Cervical cancer, the fourth most common female malignancy and one of the main causes of female cancer-related fatalities, poses a significant challenge and affects the quality of life and safety of women globally [1]. Despite a consistent decline in cervical cancer incidence and mortality rate in recent years, there were still 604,000 new cases and 342,000 deaths worldwide in 2020. Among these cases, a significant disparity exists between the incidence and mortality rate, with 90% occurring in developing countries [2]. Persistent high-risk human papillomavirus (HR-HPV) infection is the primary risk of cervical intraepithelial lesions and cervical cancer [3], in particular, HPV16 and 18 infections, which can be detected using Cobas HPV testing that detects HPV16, 18, and 12 other types of HR-HPV [4,5].

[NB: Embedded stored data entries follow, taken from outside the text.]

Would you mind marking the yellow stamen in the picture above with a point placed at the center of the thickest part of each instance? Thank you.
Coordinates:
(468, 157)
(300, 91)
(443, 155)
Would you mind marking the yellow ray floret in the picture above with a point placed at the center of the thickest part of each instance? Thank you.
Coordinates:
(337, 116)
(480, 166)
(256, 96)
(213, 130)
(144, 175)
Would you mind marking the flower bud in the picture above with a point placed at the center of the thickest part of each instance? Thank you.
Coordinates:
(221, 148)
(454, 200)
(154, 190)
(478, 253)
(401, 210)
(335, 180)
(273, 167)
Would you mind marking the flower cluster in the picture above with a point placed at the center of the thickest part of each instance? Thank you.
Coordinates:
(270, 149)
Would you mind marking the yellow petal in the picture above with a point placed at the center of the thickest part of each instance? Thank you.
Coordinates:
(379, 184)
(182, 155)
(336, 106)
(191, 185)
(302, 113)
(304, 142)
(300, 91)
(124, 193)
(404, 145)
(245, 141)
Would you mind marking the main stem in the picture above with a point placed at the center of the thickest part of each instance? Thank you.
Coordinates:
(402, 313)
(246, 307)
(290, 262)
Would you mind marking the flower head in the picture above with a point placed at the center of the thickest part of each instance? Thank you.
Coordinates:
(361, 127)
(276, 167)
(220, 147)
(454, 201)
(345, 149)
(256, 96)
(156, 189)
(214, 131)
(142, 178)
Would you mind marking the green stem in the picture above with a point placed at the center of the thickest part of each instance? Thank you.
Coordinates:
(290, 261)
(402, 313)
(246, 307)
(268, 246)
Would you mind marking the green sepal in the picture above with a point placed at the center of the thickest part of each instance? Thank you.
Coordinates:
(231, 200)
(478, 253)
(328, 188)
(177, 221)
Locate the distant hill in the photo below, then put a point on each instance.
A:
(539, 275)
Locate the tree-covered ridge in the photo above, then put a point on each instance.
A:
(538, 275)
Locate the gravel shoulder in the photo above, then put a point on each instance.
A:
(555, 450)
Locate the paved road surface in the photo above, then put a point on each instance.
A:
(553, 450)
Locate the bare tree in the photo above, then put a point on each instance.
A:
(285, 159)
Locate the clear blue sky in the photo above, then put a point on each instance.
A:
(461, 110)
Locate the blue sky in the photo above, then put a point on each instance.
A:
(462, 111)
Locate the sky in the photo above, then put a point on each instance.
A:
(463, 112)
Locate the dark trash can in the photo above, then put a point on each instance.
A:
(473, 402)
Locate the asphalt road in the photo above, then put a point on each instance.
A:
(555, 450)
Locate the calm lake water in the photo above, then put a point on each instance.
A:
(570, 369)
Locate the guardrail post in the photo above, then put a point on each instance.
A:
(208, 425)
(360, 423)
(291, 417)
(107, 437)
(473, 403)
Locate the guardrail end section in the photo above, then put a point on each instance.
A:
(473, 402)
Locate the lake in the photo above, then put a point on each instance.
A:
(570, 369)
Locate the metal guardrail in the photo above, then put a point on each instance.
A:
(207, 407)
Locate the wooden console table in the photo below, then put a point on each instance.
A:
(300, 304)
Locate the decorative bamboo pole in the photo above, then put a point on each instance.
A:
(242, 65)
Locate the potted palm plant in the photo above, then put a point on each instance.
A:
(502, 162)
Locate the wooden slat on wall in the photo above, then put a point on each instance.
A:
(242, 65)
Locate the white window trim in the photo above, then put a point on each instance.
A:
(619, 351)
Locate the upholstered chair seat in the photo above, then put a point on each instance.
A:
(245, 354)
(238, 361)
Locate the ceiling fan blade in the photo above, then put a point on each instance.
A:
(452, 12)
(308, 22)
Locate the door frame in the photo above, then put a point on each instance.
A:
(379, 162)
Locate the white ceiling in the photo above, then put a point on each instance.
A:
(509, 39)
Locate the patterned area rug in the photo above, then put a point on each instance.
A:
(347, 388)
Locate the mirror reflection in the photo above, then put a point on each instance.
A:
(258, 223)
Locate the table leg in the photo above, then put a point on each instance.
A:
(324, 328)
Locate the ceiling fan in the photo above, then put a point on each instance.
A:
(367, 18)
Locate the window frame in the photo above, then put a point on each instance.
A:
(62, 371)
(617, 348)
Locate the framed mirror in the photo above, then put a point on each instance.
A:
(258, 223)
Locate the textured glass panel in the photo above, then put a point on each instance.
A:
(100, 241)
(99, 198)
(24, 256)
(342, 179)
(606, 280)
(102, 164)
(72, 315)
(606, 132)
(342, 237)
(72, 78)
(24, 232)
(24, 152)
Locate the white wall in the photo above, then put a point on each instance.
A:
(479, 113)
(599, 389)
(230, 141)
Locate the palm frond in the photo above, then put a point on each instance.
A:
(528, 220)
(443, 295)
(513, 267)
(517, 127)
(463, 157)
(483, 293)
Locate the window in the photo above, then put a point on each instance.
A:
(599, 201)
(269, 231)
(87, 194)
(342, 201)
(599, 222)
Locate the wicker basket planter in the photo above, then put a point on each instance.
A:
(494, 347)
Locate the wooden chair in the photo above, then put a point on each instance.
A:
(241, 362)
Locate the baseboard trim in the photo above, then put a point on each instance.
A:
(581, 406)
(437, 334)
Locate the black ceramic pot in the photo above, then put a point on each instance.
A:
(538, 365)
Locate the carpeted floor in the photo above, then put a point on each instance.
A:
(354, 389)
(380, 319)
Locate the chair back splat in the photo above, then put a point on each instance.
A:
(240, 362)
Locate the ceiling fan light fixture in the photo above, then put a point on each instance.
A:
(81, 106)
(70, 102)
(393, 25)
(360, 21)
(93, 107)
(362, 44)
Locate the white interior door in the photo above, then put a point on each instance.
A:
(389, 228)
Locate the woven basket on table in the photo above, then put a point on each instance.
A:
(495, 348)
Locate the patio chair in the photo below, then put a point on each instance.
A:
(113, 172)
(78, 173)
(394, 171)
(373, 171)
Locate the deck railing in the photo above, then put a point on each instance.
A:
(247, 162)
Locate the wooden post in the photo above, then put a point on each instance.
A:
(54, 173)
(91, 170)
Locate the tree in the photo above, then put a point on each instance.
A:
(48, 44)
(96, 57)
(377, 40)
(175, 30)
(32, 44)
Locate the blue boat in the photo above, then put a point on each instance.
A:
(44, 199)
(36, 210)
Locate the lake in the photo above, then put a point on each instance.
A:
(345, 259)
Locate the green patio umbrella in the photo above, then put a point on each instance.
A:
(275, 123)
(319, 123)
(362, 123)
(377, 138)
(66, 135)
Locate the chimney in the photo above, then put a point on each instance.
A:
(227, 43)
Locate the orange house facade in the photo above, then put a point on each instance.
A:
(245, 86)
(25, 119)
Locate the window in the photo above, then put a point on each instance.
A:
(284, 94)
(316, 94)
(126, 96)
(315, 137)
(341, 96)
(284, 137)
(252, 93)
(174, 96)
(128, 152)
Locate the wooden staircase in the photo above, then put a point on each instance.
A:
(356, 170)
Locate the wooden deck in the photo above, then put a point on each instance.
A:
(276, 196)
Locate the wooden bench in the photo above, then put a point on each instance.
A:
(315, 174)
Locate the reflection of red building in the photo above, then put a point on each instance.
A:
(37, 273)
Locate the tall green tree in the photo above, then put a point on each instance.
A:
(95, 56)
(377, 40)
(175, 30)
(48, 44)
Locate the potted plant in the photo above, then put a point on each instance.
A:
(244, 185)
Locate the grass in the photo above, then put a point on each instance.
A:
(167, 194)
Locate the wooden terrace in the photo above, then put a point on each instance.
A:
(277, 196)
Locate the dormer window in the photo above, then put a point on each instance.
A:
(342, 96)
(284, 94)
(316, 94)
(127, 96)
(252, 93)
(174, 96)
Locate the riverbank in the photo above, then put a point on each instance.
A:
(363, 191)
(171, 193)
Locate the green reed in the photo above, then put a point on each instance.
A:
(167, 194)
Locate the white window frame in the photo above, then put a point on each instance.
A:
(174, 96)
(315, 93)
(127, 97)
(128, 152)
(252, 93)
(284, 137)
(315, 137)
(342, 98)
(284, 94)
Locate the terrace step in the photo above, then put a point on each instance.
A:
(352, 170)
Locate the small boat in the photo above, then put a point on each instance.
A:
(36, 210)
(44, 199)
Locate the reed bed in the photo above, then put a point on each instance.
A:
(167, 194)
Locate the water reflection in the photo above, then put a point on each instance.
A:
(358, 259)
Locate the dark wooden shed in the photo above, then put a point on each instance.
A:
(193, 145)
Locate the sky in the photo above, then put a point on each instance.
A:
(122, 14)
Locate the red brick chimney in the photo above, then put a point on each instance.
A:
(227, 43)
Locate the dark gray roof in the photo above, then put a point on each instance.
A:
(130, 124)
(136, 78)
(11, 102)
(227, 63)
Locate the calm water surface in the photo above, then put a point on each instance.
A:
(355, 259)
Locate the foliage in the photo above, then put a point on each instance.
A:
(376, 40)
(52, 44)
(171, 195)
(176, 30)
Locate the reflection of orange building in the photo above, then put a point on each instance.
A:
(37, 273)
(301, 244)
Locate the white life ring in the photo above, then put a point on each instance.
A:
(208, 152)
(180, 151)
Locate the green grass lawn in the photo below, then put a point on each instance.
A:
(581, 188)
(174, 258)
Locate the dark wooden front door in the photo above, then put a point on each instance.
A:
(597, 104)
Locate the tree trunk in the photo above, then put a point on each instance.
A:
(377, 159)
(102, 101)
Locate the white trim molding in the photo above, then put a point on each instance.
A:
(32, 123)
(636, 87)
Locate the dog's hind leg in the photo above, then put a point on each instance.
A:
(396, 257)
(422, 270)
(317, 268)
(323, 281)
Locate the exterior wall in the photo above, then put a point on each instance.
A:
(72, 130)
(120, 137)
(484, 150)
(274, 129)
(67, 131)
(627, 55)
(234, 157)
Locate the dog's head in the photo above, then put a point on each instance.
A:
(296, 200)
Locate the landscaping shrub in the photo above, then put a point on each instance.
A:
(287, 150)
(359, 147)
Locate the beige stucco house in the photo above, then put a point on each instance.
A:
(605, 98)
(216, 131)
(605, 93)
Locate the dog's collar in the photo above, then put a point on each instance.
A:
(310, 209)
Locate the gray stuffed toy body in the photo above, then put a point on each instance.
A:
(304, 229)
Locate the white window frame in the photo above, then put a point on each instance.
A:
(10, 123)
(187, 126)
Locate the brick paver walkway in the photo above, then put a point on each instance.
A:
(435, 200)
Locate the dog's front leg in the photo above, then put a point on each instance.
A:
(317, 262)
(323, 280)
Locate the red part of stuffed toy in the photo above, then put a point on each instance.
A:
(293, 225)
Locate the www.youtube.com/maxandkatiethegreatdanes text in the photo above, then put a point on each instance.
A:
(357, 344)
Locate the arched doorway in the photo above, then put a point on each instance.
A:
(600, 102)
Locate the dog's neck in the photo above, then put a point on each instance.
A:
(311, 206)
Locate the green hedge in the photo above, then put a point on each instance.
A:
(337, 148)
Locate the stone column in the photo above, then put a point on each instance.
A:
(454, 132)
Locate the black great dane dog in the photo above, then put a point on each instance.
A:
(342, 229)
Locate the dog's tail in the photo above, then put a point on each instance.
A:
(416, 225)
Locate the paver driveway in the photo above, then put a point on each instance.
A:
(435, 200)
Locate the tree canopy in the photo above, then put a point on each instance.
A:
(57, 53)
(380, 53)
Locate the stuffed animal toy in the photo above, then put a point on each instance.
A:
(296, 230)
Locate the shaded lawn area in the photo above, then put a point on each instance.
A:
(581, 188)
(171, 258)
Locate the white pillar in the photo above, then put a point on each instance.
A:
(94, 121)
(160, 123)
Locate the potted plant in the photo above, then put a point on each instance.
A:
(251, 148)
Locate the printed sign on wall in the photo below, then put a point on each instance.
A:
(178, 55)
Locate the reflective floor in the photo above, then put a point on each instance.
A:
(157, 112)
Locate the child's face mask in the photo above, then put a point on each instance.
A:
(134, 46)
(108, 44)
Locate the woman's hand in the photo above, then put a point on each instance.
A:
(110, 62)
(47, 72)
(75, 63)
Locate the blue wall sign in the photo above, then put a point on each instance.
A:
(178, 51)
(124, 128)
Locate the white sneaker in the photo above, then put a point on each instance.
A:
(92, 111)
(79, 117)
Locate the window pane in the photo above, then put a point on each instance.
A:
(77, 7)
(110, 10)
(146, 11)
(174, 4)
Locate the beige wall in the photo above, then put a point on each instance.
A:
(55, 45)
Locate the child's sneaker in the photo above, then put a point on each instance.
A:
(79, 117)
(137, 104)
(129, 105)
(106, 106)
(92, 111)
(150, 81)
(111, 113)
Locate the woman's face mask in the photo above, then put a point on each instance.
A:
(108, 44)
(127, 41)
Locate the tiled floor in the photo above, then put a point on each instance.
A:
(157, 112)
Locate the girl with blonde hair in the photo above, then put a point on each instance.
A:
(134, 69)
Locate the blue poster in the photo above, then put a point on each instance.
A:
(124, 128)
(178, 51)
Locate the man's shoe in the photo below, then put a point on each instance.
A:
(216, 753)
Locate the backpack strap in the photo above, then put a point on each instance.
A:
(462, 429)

According to the 5th edition of the World Health Organization (WHO) Classification of Female Genital Tumors [6], cervical intraepithelial lesions are classified into two categories: low-grade squamous intraepithelial lesions (LSIL), including cervical intraepithelial neoplasia grade 1 (CIN1), and high-grade squamous intraepithelial lesions (HSIL), encompassing CIN2 and CIN3. Research findings indicate that approximately 20–30% of HSIL cases may progress to invasive cervical cancer over a 10-year follow-up period [7]. Therefore, active intervention measures are typically required to treat HSIL. However, controversy exists regarding LSIL or CIN1 management [5]. In general, approximately 22% of LSIL cases remain stable, 66% of LSIL cases can be cleared without treatment, and 12% of LSIL cases progress to HSIL within 2 years [8]. But persistent HR-HPV infection significantly increases the risk of persistent or progressive lesions in LSIL patients, while reducing the possibility of lesion regression [9]. Therefore, implementing appropriate intervention strategies is crucial for LSIL associated with HR-HPV in order to promote the clearance of cervical lesions and HPV, thereby reducing the occurrence of cervical precancerous lesions and cervical cancer.
Currently, the available intervention methods for LSIL include resection (e.g. loop electrosurgical excision procedure, LEEP) or ablation. However, both procedures may lead to intraoperative and postoperative bleeding. Following surgery, issues such as cervical anatomical structural damage and cervical stenosis may arise, potentially affecting fertility and leading to complications, including premature birth, premature membrane rupture, low birth weight, and other adverse pregnancy outcomes [10].
Photodynamic therapy (PDT) is a combination approach that relies on the interplay between light, photosensitizer and oxygen [11]. Topical ALA-PDT that utilizes predrug 5-aminolevulinic acid (ALA) is markedly advantageous for its high selectivity towards lesion tissue and minimally invasive characteristics [12]. After ALA-PDT treatment, the number of local CD4+ lymphocytes increases, thereby regulating local immunity and improving the body's antiviral ability, and ultimately promoting HPV clearance [13].
This retrospective study aimed to compare the effects of ALA-PDT, LEEP and observation methods on lesions and HPV clearance in patients with cervical LSIL and HR-HPV infection. The findings could provide valuable evidence for utilizing PDT in the field of cervical lesions.